Мешков проводил Тихона до калитки, аккуратно закрыл её на железную щеколду и опять снял котелок, откланиваясь.
— Нет, нет, пожалуйте теперь к нам, — воскликнул Мефодий. — Да нет, уж не обессудьте, пожалуйте к бедному квартиранту раз в год.
— Просим, просим, — с лёгкостью изображая радушие, приговаривал Цветухин.
— Не отказывайтесь, прошу вас! Пригубьте, по случаю отходящего праздника, маковой росинки!
Так они, раскланиваясь и расшаркиваясь, ввели в комнату с достоинством упиравшегося Меркурия Авдеевича Мешкова.
По-разному можно жить. Но редко отыщется человек, который на вопрос совести — как он живёт? — ответил бы, что живёт вполне правильно. Даже тот, кто привык обманывать себя, и то найдёт на своём жизненном пути какую-нибудь зазубринку, неровность, оставленную ошибочным шагом, привычным пороком или несдержанной страстью. А люди, способные наедине с собою говорить правдиво, так хорошо видят свои ошибки, что, в интересах самосохранения, предпочитают утешать себя поговоркою о солнце, на котором, как известно, тоже есть пятна.

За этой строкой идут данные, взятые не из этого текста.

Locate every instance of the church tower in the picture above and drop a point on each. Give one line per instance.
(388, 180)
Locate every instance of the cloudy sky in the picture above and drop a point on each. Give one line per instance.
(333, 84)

Меркурий Авдеевич искренне признавал, что он не без греха, поскольку все смертные грешны. И он не только считал себя грешником, но и каялся в прегрешениях усердно, каждый год, иногда на первой, иногда на четвёртой крестопоклонной, гораздо реже на страстной неделе великого поста, смотря по тому, когда удобнее позволяли дела. Однако если трезво рассудить (а Меркурий Авдеевич рассуждал очень трезво), то каяться — не перед богом и духовным отцом, конечно, а перед собою и перед людьми, особенно перед людьми, — каяться было не в чём, потому что Меркурий Авдеевич жил правильно, то есть так, как повелевала ему совесть, и опираясь на устои, поддерживающие земное бытие.
Он говорил, что главным таким устоем полагает трудолюбие, и действительно требовал от всех трудолюбия и сам любил трудиться, ни одних суток не пропустив, с мальчишеских лет, без труда, без того, чтобы сегодня не прибавить камушка к тому камушку, который был отложен вчера. Такой образ жизни был впитан его кровью настолько глубоко, что всякий другой представлялся ему противоестественным, как голубю — обитание под водой, и он мог уважать только людей, в трудах откладывающих камушек за камушком, прогрессивно и как бы математично стремящихся в таком занятии к назначенному пределу, которым является мирная кончина человека.
Меркурию Авдеевичу принадлежала лавка москательных и хозяйственных товаров на Верхнем базаре и два земельных участка, расположенных по соседству, недалеко от Волги. Участки эти он называл «местами», один — малым местом, другой — большим. На малом месте находился собственный двор Мешкова сплошь из деревянных построек, окрашенных синей масляной краской. Тут стоял двухэтажный дом — обитель крошечной семьи Меркурия Авдеевича (у него была только одна дочь — Лиза) и молодых приказчиков мешковской лавки; затем два флигеля — первый маленький, где проживал Мефодий, и второй надворный, побольше, отданный внаймы слесарю железнодорожного депо Петру Петровичу Рагозину; наконец домашние службы — погребицы с сушилками, куда в летнее время перебирались на жительство приказчики. Большое место частью оставалось пустопорожним и заросло бурьяном и розовыми мальвами, а частью было занято каменным строением, в котором издавна помещался ночлежный дом, и большим мрачным лабазом, приобретённым Меркурием Авдеевичем вместе с канатным производством. Отсюда, из лабаза, в тёплые дни расплывался щекочущий, волглый и смолянистый запах деревянной баржи и вылетали песни женщин, трепавших старые канаты на паклю.